Das würde für Familie Fuchs nach heutiger Gesetzeslage bedeuten, dass sie für ihren Strom lediglich 11 cent/kWh bekommen würde, das ist die aktuell auf 20 Jahre garantierte Einspeisevergütung. Damit würde sich ihre PV-Anlage nicht mehr finanziell rentieren. Familie Fuchs müsste die Anlage mit Verlusten betreiben. Dazu kommt, dass sich Familie Fuchs um die Umsatzsteuer, die Einkommensteuer, die EEG-Umlage und die Stromsteuer zu kümmern hat sowie um die Meldung der PV-Anlage bei verschiedenen Stellen.

Das Fazit: Familie Fuchs hat aus den oben geschilderten Gründen von ihrem Vorhaben abgesehen, ökologischen Strom auf ihrem Hausdach zu produzieren. Zu groß sind die Hürden, die der Gesetzgeber derzeit aufgestellt hat.

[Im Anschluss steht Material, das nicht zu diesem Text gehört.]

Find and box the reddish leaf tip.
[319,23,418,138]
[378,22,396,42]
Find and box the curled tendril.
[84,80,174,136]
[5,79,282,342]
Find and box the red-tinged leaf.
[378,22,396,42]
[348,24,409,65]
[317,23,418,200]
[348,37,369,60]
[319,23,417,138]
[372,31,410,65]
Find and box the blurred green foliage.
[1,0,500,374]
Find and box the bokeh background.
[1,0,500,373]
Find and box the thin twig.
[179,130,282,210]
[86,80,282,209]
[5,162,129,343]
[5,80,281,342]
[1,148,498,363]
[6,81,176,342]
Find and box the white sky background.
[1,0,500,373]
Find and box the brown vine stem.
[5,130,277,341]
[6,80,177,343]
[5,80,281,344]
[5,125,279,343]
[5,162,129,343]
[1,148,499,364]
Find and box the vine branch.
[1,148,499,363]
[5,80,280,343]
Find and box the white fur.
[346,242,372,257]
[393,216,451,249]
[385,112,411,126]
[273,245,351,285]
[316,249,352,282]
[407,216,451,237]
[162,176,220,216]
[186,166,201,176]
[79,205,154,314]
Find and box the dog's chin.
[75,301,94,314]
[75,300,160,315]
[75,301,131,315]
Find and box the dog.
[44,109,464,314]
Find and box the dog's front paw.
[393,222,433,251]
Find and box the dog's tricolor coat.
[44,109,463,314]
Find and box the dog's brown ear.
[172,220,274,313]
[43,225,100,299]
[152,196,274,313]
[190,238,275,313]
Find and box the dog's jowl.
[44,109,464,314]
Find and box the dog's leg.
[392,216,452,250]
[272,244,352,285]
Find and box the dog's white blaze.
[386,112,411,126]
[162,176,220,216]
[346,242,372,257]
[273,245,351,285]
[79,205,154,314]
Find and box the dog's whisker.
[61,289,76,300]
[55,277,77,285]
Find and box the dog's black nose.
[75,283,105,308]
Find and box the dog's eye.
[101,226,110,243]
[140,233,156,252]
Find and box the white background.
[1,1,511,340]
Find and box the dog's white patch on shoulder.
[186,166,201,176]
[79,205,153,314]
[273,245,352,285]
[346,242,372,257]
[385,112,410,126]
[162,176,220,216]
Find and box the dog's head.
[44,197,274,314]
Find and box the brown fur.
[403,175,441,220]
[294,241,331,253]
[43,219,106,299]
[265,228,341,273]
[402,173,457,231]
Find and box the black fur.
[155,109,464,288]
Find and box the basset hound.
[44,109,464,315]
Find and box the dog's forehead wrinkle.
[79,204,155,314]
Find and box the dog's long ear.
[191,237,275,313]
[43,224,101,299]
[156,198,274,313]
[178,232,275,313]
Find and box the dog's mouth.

In der Vergangenheit haben die meisten umweltbewussten Bürger aus Frust vor den bürokratischen Hürden vom Mieterstrom abgesehen. Um genau diesen Frust abzubauen und auf diesem Gebiet die Energiewende zu beflügeln und den Mieterstrom zum Durchbruch zu verhelfen, will das Deutsche Energieberater-Netzwerk einen Maßnahmenkatalog erarbeiten.